Bewegungsmeldung: Jetzts wirds auch bei uns banal
Das Publikum ist zwischen 18 und 34.
Über 50% der Besucher kommen via Handy auf die Seite.
Das Angebot ist kostenlos und durch Native Advertising finanziert.
2006 gegründet.
Monatlich gehen 150 Millionen Menschen auf die Seite, 50% davon ausserhalb der USA, aus Deutschland angeblich 2 Millionen User.
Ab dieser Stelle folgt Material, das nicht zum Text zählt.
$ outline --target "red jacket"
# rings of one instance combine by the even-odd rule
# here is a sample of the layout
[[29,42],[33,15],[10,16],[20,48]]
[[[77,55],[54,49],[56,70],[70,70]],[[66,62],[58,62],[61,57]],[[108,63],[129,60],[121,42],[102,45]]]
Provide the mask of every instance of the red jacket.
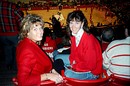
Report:
[[91,71],[94,75],[102,72],[101,47],[92,34],[89,35],[84,32],[78,47],[76,47],[75,37],[71,37],[71,54],[69,59],[75,71]]
[[18,44],[16,60],[19,86],[39,86],[41,74],[48,73],[52,69],[49,57],[28,38]]

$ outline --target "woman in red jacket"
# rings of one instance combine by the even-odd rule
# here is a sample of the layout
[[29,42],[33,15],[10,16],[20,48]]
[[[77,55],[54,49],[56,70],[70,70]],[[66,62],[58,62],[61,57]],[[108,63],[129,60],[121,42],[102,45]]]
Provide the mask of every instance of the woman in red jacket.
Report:
[[27,15],[21,22],[20,42],[17,46],[17,79],[19,86],[40,86],[44,80],[62,82],[52,69],[49,57],[38,46],[43,36],[43,20],[36,14]]
[[68,14],[67,27],[71,37],[71,53],[65,76],[80,80],[97,79],[102,73],[102,51],[98,40],[89,32],[82,11]]

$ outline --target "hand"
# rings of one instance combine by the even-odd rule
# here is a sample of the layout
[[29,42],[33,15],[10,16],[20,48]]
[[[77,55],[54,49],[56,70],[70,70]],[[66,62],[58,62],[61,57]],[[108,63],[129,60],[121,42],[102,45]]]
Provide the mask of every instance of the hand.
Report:
[[60,74],[49,73],[47,74],[47,77],[49,80],[54,81],[56,84],[61,83],[63,81],[63,78]]

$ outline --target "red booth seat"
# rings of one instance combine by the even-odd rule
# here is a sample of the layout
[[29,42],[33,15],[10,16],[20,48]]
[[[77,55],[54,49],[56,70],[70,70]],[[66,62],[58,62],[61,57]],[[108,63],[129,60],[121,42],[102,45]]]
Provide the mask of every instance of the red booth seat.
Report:
[[[13,84],[14,84],[15,86],[18,86],[18,81],[17,81],[17,78],[16,78],[16,77],[12,78],[12,81],[13,81]],[[57,85],[58,85],[58,84],[55,84],[54,81],[47,80],[47,81],[42,81],[40,86],[57,86]]]

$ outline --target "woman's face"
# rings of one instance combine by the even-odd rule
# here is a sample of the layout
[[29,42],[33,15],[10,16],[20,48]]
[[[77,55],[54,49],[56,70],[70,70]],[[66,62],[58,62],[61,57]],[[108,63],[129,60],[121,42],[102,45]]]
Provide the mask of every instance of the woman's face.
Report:
[[33,24],[30,31],[27,33],[27,37],[34,42],[41,41],[43,36],[43,28],[40,22]]
[[70,21],[69,27],[72,33],[77,34],[80,28],[83,26],[81,21]]

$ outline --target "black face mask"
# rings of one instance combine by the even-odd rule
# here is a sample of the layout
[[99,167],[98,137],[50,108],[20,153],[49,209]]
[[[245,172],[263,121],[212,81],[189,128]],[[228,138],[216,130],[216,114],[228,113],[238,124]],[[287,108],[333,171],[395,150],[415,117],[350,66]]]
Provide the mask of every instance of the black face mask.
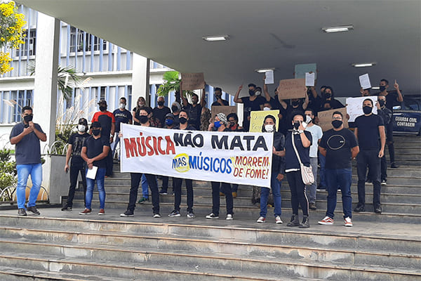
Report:
[[25,120],[25,122],[26,123],[29,123],[31,121],[32,121],[32,118],[34,117],[34,115],[26,115],[23,117],[23,119]]
[[373,107],[370,106],[363,106],[363,111],[364,112],[364,114],[370,114],[371,113]]
[[146,122],[147,122],[147,120],[149,120],[149,118],[147,115],[140,115],[139,117],[139,122],[140,122],[140,124],[145,124]]
[[332,121],[332,126],[333,126],[333,128],[335,129],[338,129],[339,127],[340,127],[342,124],[342,122],[340,120],[333,120]]
[[100,133],[101,133],[101,130],[99,129],[92,130],[92,134],[95,136],[99,136]]
[[186,122],[187,122],[187,118],[185,117],[180,117],[178,119],[178,121],[180,122],[180,124],[186,124]]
Weltweit arbeitet das Unternehmen mit 600 Mitarbeitern, darunter 200 Redakteuren.
Und mittlerweile gibt es nicht nur lustige Tierbilder und Gaga-Rankings auf der Seite, sondern durchaus auch Investigativ-Journalismus und ziemlich gute Reportagen.
Das ist BuzzFeed. Eine News-Seite, die die traditionelle Presse mit Argusaugen beobachtet.
BuzzFeed-Ableger gibt es in UK, Indien, Brasilien, Frankreich und Spanien und seit einigen Tagen auch in Deutschland:
http://www.buzzfeed.com/?country=de#3435882
Man sitzt selbstverständlich in Berlin.
Und der Launch fand in einem Katzencafe in Neuköln statt.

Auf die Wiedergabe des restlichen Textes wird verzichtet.